Former Michigan Gov. Jennifer Granholm, the keynote speaker of the luncheon, said Ohio is “totally ground zero” for the presidential election.
And the focus she said are in purple areas of the state, like Hamilton County, that have voted Democratic and Republican in the past.
“There’s going to be a total focus on this part of the state,” she said of Southwest Ohio.
And over the course of the next month, she sees a push for voter registration and party mobilization, calling it a key.
Another key, she said, is to show the differences between the parties.
“Contrast always creates a spark,” Granholm said. “There’s such enormous contrast in this race between the Democratic Party candidate and the Republican Party candidate for president, but also the Democratic Party and the Republican Party in the direction they’ve been taking the country.

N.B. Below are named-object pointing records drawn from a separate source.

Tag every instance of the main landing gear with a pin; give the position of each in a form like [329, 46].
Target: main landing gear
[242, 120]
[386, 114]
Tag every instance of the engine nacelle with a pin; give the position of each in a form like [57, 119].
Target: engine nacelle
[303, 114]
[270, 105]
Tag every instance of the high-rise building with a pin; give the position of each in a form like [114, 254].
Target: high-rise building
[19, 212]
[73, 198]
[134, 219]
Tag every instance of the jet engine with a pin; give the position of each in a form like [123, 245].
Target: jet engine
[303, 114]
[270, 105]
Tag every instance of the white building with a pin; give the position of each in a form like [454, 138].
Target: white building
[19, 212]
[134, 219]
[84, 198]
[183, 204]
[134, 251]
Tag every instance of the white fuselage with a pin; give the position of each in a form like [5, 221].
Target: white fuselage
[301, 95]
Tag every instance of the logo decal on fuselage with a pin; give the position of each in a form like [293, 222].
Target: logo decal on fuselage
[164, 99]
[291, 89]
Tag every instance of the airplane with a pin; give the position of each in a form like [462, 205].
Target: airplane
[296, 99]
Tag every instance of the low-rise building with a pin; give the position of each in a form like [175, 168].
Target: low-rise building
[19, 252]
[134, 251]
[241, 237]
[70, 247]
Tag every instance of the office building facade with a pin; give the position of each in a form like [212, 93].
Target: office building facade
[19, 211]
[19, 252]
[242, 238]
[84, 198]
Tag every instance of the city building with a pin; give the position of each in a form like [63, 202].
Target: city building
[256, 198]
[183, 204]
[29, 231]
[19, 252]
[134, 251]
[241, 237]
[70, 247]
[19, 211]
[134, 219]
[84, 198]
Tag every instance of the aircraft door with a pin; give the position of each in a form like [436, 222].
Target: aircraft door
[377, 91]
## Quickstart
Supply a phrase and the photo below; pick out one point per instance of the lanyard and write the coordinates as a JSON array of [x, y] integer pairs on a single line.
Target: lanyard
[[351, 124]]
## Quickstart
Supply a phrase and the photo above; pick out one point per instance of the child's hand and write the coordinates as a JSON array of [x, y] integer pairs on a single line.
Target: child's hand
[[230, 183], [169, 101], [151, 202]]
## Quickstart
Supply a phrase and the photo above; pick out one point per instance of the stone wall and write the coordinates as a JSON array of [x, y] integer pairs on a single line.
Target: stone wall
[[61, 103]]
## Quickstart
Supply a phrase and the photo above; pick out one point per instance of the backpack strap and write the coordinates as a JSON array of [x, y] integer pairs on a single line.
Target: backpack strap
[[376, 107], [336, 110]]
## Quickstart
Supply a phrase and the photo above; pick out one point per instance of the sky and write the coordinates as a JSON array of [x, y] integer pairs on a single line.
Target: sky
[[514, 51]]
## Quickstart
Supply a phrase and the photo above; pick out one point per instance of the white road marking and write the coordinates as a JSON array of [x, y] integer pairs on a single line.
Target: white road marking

“There will be some percussiveness, I would say, but choice is what it’s all about and voters will definitely see a choice.”
Republicans have argued there is a divided Democratic Party because U.S. Sen. Bernie Sanders has remained in the race despite being behind in the delegate count, which the AP has reported Clinton has achieved the minimum number of delegate support to claim the party’s nomination.
But Granholm said that is “coming to an end” on the Democratic Party side.
“There’s going to be unity on the Democratic side. Democrats are totally excited about this ticket — who will she pick for vice president — and they’re especially excited to be able to point out the contrast,” she said.